HOUSTON – A NASA contract worker took a handgun inside an office building Friday at the Johnson Space Center and fatally shot a hostage before killing himself, police said. A second hostage escaped with minor injuries.
The gunman was able to take a snub-nosed revolver past NASA security and barricade himself in the building, which houses communications and tracking systems for the space shuttle, authorities said.
NASA and police identified him as 60-year-old William Phillips. He had apparently had a dispute with the slain hostage, police said.
NASA spokesman Doug Peterson said the agency would review its security.
To enter the space center, workers flash an ID badge as they drive past a security guard. The badge allows workers access to designated buildings.
NASA identified the slain hostage as David Beverly, a civil servant who worked at the agency. Beverly, who was shot in the chest, was probably killed “in the early minutes of the whole ordeal,” police said.
A second hostage, identified by NASA as Fran Crenshaw, escaped after being bound to a chair with duct tape, police Capt.
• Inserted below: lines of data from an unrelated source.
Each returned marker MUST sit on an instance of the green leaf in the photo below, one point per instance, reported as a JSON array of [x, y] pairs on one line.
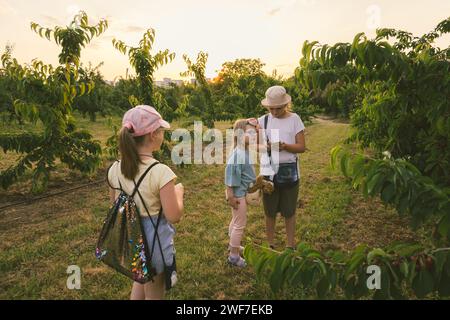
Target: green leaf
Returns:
[[423, 284]]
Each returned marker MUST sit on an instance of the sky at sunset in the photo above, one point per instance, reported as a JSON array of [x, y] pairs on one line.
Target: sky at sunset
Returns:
[[272, 30]]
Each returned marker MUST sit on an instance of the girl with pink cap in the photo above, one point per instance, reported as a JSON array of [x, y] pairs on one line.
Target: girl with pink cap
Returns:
[[142, 133]]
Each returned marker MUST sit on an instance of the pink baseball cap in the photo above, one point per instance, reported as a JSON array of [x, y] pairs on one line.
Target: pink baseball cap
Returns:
[[143, 119]]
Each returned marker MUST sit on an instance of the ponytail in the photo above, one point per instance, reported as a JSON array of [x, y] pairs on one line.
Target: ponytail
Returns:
[[129, 164]]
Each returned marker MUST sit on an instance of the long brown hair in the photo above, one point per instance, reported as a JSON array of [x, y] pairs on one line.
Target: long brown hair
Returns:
[[130, 160]]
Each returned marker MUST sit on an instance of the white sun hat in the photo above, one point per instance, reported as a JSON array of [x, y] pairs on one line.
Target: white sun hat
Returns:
[[276, 96]]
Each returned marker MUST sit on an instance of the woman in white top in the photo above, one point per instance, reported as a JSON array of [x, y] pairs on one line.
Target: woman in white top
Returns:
[[283, 131]]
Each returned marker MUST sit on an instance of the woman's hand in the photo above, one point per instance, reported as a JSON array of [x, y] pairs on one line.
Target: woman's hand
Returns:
[[233, 202]]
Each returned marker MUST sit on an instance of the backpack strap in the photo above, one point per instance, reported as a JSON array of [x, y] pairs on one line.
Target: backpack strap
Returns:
[[155, 227], [107, 180], [136, 185]]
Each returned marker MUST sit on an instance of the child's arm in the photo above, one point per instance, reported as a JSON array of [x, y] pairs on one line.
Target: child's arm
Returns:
[[232, 200]]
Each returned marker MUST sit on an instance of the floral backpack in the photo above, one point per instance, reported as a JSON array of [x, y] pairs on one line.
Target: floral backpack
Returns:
[[122, 243]]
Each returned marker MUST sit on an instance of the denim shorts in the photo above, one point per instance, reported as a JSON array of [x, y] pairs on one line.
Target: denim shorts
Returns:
[[165, 232]]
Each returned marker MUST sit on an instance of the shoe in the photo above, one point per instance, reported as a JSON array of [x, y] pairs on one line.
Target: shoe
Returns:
[[237, 261]]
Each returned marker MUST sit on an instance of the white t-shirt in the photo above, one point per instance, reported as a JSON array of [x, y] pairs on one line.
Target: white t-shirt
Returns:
[[283, 130], [156, 178]]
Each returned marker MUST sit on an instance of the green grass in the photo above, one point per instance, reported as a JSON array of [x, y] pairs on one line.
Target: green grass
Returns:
[[39, 241]]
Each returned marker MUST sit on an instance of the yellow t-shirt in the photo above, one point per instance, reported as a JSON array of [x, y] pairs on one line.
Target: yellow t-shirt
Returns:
[[156, 178]]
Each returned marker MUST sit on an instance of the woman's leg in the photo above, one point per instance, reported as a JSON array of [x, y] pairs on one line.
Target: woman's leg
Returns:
[[238, 223], [270, 230], [137, 291], [155, 290], [288, 211], [290, 230]]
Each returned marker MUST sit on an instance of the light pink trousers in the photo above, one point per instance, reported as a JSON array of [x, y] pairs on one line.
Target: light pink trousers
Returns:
[[237, 224]]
Dwayne Ready said.
The gunman, an employee of Jacobs Engineering of Pasadena, Calif., shot himself once in the head more than three hours after the standoff began, police said.
Beverly’s wife, Linda, said he was an electrical parts specialist and had recently celebrated 25 years of service with NASA. She said her husband had mentioned Phillips to her before, but she declined to say in what regard.
Mike Coats, the director of the Johnson Space Center, said Phillips had worked for NASA for 12 to 13 years and “up until recently, he has been a good employee.”
During the confrontation, NASA employees in the building were evacuated and others were ordered to remain in their offices for several hours.